Connecting more to David Kilgour than to Lou Reed, the Bats seem to have both helped create and to have been created by their scene. Remarkably, they’ve stayed consistent to that sound across their eight albums (that’s probably one reason why the compilation Thousands of Tiny Luminous Spheres is such a marvel). The sound has perhaps become cleaner as production has gained a higher fidelity, adding a maturity to the sound that matches the band’s lyrics, but the aesthetic core remains.

All of which might just be a several-hundred word way of asking, “What makes this new one in particular so good?”

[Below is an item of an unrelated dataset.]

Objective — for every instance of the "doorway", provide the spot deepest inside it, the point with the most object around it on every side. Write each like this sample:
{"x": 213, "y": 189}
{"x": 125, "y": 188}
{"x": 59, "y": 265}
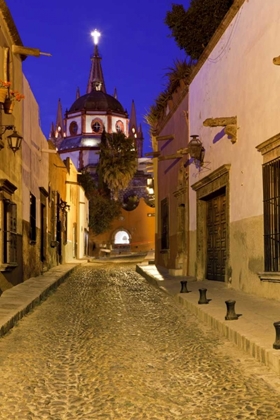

It’s a bit of the intangibles and the je ne sais quois (becaues I don’t), but those aren’t really acceptable answers. The title track provides some clues: Scott sings that the monsters (and by, implication, their associates) have “had enough trials and tribulations”, yet he remains placid. There’s a calm confidence here that makes his request to “free all the monsters” sound like a plea for something inevitable. Loaded with that delivery is the sort of assertion developed with experience. The song takes on a big sweep, and if the chorus isn’t arena-ready, it’s because it resists any draw toward melodrama.

Throughout the album, the band shows poise without sacrificing energy or emotion. Even “Spacejunk”, the album’s most uptempo song (despite its dreamy production), holds itself steady in both its chug and emotional content. That steadiness shouldn’t be confused with blind optimism (either sonically or lyrically), and it’s significant that the disc closes with “Getting Over You”, and a singer that acknowledges the hurt of heartbreak while accepting its place in life. Free All the Monsters manages to be mature and intelligent in its struggles, facing them calmly amid a sonic brightness while capturing the resistance of experience.